Monolith → Services Migration (Strangler, Zero-Downtime)¶

Carve a service out of a live monolith and split its shared database — without a maintenance window and without a big-bang rewrite. Move 100M+ rows while traffic keeps flowing, prove the new path matches the old one byte for byte, then flip a flag. If anything smells wrong, flip it back in seconds.


Tier	Staff (architecture evolution)
Primary domain	Large-scale migration / distributed systems
Skills exercised	Strangler-fig, bounded-context seams, DB decomposition, dual-write + reconcile, expand-contract (parallel-change), online backfill, shadow traffic, feature-flagged cutover, sagas, Go
Interview sections	12 (architecture), 13 (distributed systems), 5 (postgres)
Est. effort	5–8 focused days

1. Context¶

You inherit a Go monolith that has run the business for six years. One table, orders, has grown to 140M rows and is hammered by half the codebase: the checkout path, the fulfillment workers, the admin tooling, three reporting jobs, and a nightly export all read and write it through the same shared Postgres. Every change to order logic now risks every other team's deploy. Leadership wants an independent Orders Service with its own database and its own deploy cadence.

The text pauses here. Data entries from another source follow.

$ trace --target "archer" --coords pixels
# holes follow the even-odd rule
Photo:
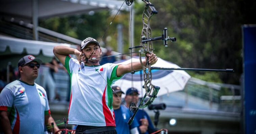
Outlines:
[[[100,65],[102,54],[99,42],[87,38],[81,44],[81,51],[63,46],[55,46],[53,53],[70,75],[71,93],[67,123],[78,125],[76,132],[116,133],[112,84],[126,73],[154,64],[157,58],[148,53],[146,60],[127,65]],[[69,55],[75,55],[77,60]]]

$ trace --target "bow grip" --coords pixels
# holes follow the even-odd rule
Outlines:
[[[132,122],[133,121],[133,120],[134,120],[134,119],[132,118],[130,118],[130,119],[129,119],[129,121],[128,121],[128,124],[129,125],[130,125],[132,124]]]

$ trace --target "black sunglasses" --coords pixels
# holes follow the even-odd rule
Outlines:
[[[37,68],[39,68],[39,67],[40,67],[40,64],[35,64],[34,63],[29,63],[27,64],[24,65],[22,66],[24,67],[25,66],[28,66],[32,68],[33,68],[34,67],[35,67],[35,66],[36,66],[36,67],[37,67]]]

The catch: the system does ~3,000 order writes/s at peak and never takes a maintenance window. A big-bang rewrite ("freeze the monolith, dump, restore, switch") is off the table — it's too risky, too slow, and the business won't stop. You must extract the service incrementally, online, with a rollback path at every step, using the strangler-fig pattern.

Your job is to sequence the extraction by risk, stand up the new service behind a router, dual-write and backfill the data, shadow-compare the two implementations until they agree, then cut over behind a feature flag — and prove you didn't regress latency or correctness. You will produce numbers and a rollback drill, not a slide deck.

2. Goals / Non-goals¶

Goals - Extract one bounded context (orders) from the monolith into a standalone Go service with its own database, online, zero downtime. - Decompose the shared DB: break the cross-context foreign keys, migrate the orders table to the new store, and leave the monolith reading the new service (not the old table) by the end. - Run a dual-write + reconcile phase that keeps old and new stores consistent while you backfill, and detect/repair divergence. - Backfill 140M rows online — batched and throttled — without blocking live writes or melting replication lag. - Shadow production traffic to the new service and prove its outputs match the monolith before any user is served by it. - Cut over behind a feature flag with instant rollback, and measure the blast radius of a bad cutover.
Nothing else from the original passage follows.